Nofence, ein Entwickler und Anbieter virtueller Zäune, hat 30 Mio. Euro Investment-Kapital aufgetrieben, um Innovationen rund um die einfachere und effizientere Beweidung voranzutreiben.

17.09.2025

Virtuelle Weidezäune gelten als zukunftsweisende Lösung für ein flexibles, zeitsparendes und kosteneffizientes Weidemanagement. Statt physischer Barrieren definieren digitale Systeme die Weidegrenzen. 

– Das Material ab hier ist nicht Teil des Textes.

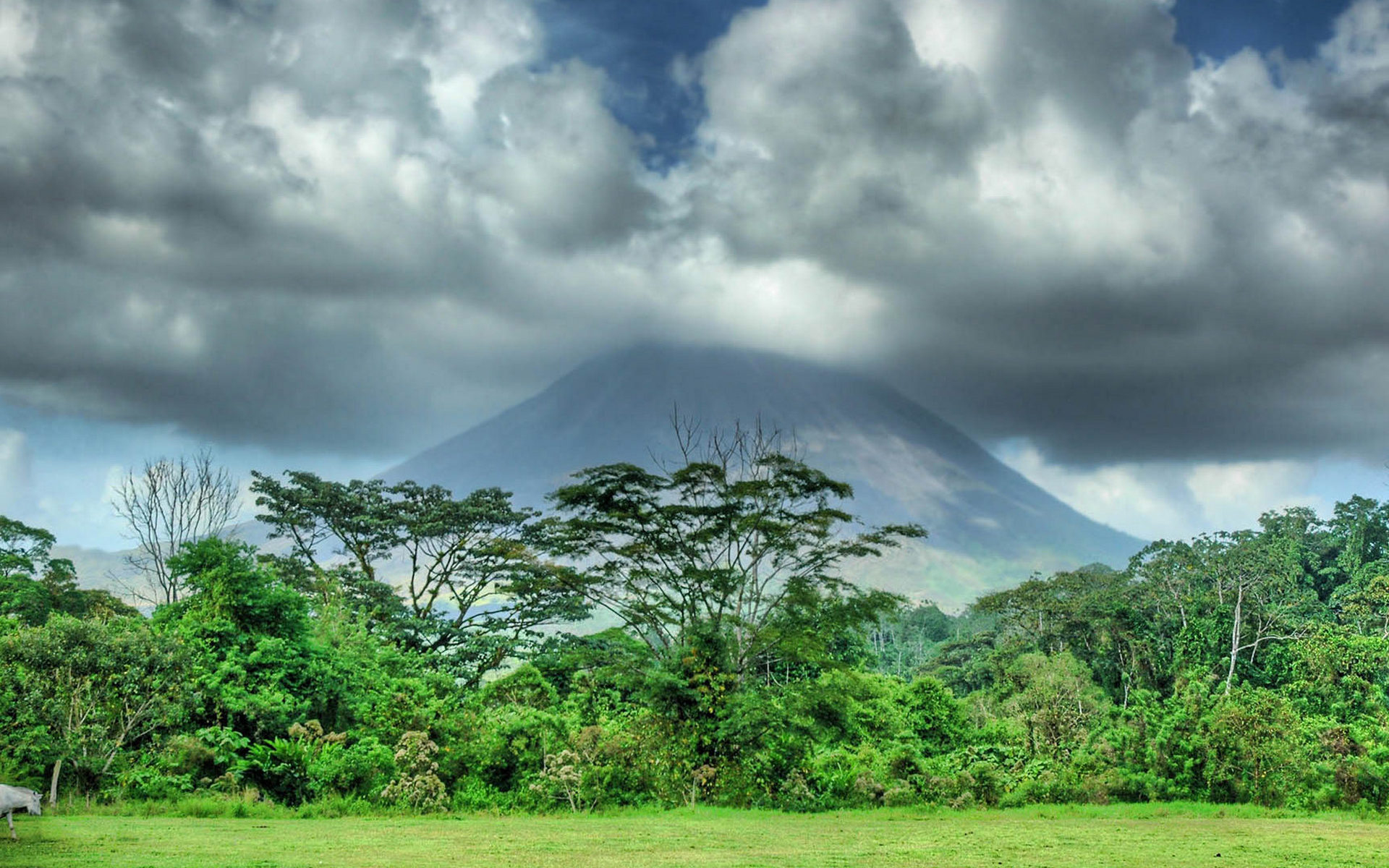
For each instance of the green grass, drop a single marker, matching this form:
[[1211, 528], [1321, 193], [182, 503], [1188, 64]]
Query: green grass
[[1053, 838]]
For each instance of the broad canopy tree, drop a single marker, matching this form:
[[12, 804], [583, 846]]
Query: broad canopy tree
[[741, 543], [474, 588]]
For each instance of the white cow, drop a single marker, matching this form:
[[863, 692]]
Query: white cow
[[16, 798]]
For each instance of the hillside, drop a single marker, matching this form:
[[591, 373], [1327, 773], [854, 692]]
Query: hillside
[[990, 527]]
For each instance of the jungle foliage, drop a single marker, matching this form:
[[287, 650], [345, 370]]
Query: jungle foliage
[[742, 667]]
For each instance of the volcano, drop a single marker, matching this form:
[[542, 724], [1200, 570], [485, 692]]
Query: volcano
[[990, 528]]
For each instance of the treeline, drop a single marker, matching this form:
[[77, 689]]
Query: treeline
[[433, 660]]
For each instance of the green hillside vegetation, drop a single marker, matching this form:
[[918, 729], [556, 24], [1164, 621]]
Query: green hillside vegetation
[[747, 670]]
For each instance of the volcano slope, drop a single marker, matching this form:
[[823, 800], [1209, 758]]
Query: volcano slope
[[990, 527]]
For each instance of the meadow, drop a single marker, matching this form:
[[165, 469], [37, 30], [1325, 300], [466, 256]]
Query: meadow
[[1040, 836]]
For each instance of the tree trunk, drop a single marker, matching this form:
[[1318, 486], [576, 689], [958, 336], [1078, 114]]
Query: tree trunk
[[1233, 639], [53, 782]]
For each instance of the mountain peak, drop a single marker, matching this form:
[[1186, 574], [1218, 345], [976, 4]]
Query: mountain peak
[[990, 527]]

Nofence wurde 2011 in Norwegen vom Ziegenzüchter Oscar Hovde gegründet und ist ein führender Anbieter im Bereich kommerzieller virtueller Zaunsysteme für Nutztiere. Das virtuelle Zaunsystem von Nofence kombiniert solarbetriebene, GPS-fähige Halsbänder, die über das Mobilfunknetz mit einer benutzerfreundlichen App verbunden sind. So können Landwirte virtuelle Weidegrenzen von ihrem Telefon aus erstellen und anpassen, was eine Echtzeitverfolgung und ein reaktionsschnelles Herdenmanagement ermöglicht. Nähert sich ein Tier der Grenze, gibt das Halsband Töne ab, deren Tonhöhe allmählich zunimmt und das Tier dazu veranlasst, die Richtung zu ändern. Läuft das Tier weiter, erhält es einen leichten elektrischen Impuls, der nur halb so intensiv ist wie bei herkömmlichen Elektrozäunen. Mit der Zeit werden die meisten Interaktionen allein durch Töne gelöst, was zu einem ruhigeren, vorhersehbareren Weideverhalten führt.
Nun hat Nofence 30 Mio. Euro im Rahmen einer Finanzierungsrunde erhalten, um Innovationen und eine einfachere, effizientere Beweidung weiter voranzutreiben. Diese Investition soll die Einführung digitaler Beweidungstools, die nachhaltige Landnutzung, Tierschutz und ländliche Resilienz in ganz Europa unterstützen, beschleunigen.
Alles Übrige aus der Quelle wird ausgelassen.